Someone somewhere can have access to your account and perform illegal activities. Machine Learning as a serevice helps in reducing the risk of fraud. It has pieces of information about your location, past payments, amount of payments etc. If at some point in time it detects some deviation or breach in your account, it immediately alarms you or the concerned authorities in the bank. In some cases freezing your bank account making further transactions impossible. At Webtunix AI, we are building secure applications that are having multi-level security and can identify frauds at an early stage.

6. Stock Market prediction :
Deep learning companies like Webtunix AI has provided solutions for better stock market prediction. The traditional programs allow stock marketers to purchase the bonds when the stock market drops to a specific amount and to sell the bonds when it surpasses specific amount. By automating the process using Machine Learning applications, the process of trading has become simpler and effective. Machine Learning algorithms predict the trends of the market so that the fund managers can identify the market changes before they happen.

7. Blockchain :
Blockchain technology concept was first coined in 2009 with the introduction of cryptocurrency. It helped in decentralizing the cryptocurrencies. But this has now found application in the banking and financial markets also. It helps in making a record of the ledger, previous transactions that make the banking system transparent. Webtunix AI is providing solutions in various blockchain technologies also.

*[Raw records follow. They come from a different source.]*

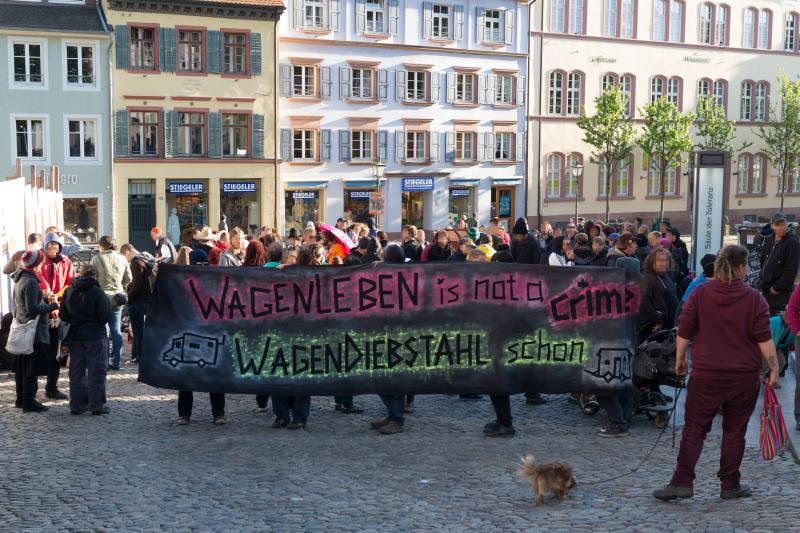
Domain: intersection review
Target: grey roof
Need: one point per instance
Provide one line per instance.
(49, 17)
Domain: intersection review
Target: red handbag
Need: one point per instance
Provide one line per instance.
(773, 435)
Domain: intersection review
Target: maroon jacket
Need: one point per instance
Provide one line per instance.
(726, 323)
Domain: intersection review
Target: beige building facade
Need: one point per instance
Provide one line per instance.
(734, 52)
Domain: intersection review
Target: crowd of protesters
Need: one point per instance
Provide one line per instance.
(91, 303)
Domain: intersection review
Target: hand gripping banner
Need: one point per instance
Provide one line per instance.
(413, 328)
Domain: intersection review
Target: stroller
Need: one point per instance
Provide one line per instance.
(653, 366)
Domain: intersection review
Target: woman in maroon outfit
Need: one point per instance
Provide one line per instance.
(728, 323)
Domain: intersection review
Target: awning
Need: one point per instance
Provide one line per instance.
(465, 182)
(361, 183)
(306, 184)
(506, 181)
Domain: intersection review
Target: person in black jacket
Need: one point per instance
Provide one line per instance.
(780, 258)
(87, 310)
(30, 304)
(524, 247)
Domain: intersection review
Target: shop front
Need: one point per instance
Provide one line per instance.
(187, 207)
(303, 203)
(239, 203)
(416, 193)
(462, 200)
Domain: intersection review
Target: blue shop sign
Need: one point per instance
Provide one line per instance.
(186, 188)
(417, 184)
(239, 186)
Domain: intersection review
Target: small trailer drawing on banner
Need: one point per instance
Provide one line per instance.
(192, 349)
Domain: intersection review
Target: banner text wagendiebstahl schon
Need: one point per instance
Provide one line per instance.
(430, 328)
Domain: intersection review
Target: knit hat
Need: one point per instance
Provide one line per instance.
(520, 227)
(31, 259)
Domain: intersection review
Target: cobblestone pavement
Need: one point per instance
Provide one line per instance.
(135, 470)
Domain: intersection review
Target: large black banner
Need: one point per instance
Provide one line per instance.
(431, 328)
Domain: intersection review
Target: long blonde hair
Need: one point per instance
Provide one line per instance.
(729, 260)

Machine learning as a service have changed the landscape of various operations in businesses. The blend of financial service with the machine learning has improved the level of service day by day. More and more financial organizations now want to deploy machine learning applications. Customers are gaining most from machine learning applications. As they can use face recognition systems to unlock the finance apps, biometrics, voice commands etc that makes the financial system secure. If you want your business to be incorporated with machine learning applications you can contact Webtunix AI team for long lasting and efficient solutions.